Question

Determine a positive real root of this equation using EES: $$2 x^{3}-10 x^{0.5}-3 x=-3$$

Short answer

Question: Determine the positive real root of the equation $$2x^3 - 10\sqrt{x} - 3x = -3$$ using the Engineering Equation Solver (EES) method.

Step-by-step solution

Rewrite the equation for EES

In this step, we want to write the equation in a form that is suitable for EES. We can achieve this by moving all terms to one side of the equation, which will result in an equation equal to zero. We will do this by adding 3 to both sides of the equation: $$2x^3 - 10\sqrt{x} - 3x + 3 = 0$$

Use a numerical method to find the root

We can use the Newton-Raphson method to find the root of the equation. First, we need the derivative of our function, which is: $$f'(x) = 6x^2 - \frac{5}{\sqrt{x}} - 3$$ Now we choose an initial guess for the root, let's say, $$x_0 = 1$$. We can then apply the Newton-Raphson method, using the formula: $$x_{n+1} = x_n - \frac{f(x_n)}{f'(x_n)}$$ We will continue to iterate using this formula until the difference between consecutive values of $$x_n$$ is less than a specified tolerance or until the maximum number of iterations is reached.
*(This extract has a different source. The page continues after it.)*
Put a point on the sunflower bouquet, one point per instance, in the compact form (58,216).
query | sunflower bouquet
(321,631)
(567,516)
After performing the Newton-Raphson iterations, we obtain a root value.

Check that the root is positive

After obtaining the root value from the Newton-Raphson method, we need to check whether the root is positive. If the root is positive, it satisfies our requirement, and we have found the positive real root for the given equation. If the root turns out to be negative, we may need to choose a different initial guess and repeat the iterations. By following these steps and applying the EES method, the positive real root of the equation $$2x^3 - 10\sqrt{x} - 3x + 3 = 0$$ can be determined.